In other words, the actual number of Americans who were involuntarily uninsured was, at worst, somewhere around 13 million. And it is a myth that these people were ever denied care. This is why HHS isn’t keeping up with the number of uninsured who are signing up through the exchanges. The plight of the uninsured was a phony issue. A genuine issue, on the other hand, was increasing insurance premiums. And, perversely, the authors of Obamacare never addressed the underlying causes of this problem. In fact, the ironically named Affordable Care Act actually exacerbated the cost problem.

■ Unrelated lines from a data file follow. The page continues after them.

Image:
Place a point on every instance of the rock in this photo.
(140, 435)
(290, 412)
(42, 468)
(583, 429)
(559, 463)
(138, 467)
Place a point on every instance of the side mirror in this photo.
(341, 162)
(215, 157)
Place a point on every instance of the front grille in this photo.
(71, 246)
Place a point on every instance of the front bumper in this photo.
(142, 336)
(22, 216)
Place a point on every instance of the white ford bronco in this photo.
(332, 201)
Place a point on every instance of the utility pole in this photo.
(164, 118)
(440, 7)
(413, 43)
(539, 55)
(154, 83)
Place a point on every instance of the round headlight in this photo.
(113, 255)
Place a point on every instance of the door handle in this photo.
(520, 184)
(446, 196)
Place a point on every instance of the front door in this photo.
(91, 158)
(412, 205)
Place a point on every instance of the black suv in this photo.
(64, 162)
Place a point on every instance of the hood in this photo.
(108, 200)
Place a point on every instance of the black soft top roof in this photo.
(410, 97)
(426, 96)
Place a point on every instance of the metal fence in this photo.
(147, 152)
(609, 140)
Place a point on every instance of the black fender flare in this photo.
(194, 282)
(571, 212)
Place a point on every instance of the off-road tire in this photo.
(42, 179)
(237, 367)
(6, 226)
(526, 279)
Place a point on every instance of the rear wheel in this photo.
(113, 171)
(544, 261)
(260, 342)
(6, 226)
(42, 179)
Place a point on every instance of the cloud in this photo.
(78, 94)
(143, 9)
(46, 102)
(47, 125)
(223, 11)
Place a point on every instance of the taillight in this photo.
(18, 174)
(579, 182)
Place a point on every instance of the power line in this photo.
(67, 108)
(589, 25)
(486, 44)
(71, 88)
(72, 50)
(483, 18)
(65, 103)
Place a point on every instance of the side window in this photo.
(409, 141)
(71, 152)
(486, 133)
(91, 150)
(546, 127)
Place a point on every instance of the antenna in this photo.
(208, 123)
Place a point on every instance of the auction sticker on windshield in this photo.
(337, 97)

Obamacare nationalized a variety of ill-conceived ideas that had been shown to drive up premiums at the state level. The worst of these were minimum essential coverage and the guaranteed issue requirement. “Minimum essential coverage” is a euphemism for benefit mandates. Five years ago, I explained in this space why such mandates have driven up premiums everywhere they have been imposed. Obama has decided to delay the implementation of this provision until after the upcoming midterms, but this was done after the health insurance carriers had calculated rates based on the requirement.

Thus, the high premiums cited by uninsured participants in the McKinsey survey are consistent with what they can expect when the minimum coverage provision becomes more politically convenient. Exacerbating the premium hikes caused by that provision is Obamacare’s requirement that insurers cover all comers. As far back as October of 2009, PriceWaterhouseCoopers (PwC) produced a report indicating that “a weak individual coverage requirement, coupled with a strong guaranteed issue requirement and no pre-existing limits” would assure dramatic increases in premiums.

Predictably, the White House and the legacy media denounced the report and vilified PwC. Nonetheless, these components of Obamacare are having precisely the effect on premiums that PwC predicted. So, however many uninsured individuals there are out there, they have less incentive to buy coverage than ever. To remain uninsured costs them virtually nothing and they can get insurance with no questions asked if they need it. So, the only surprising thing about the McKinsey survey is that it surprised anyone.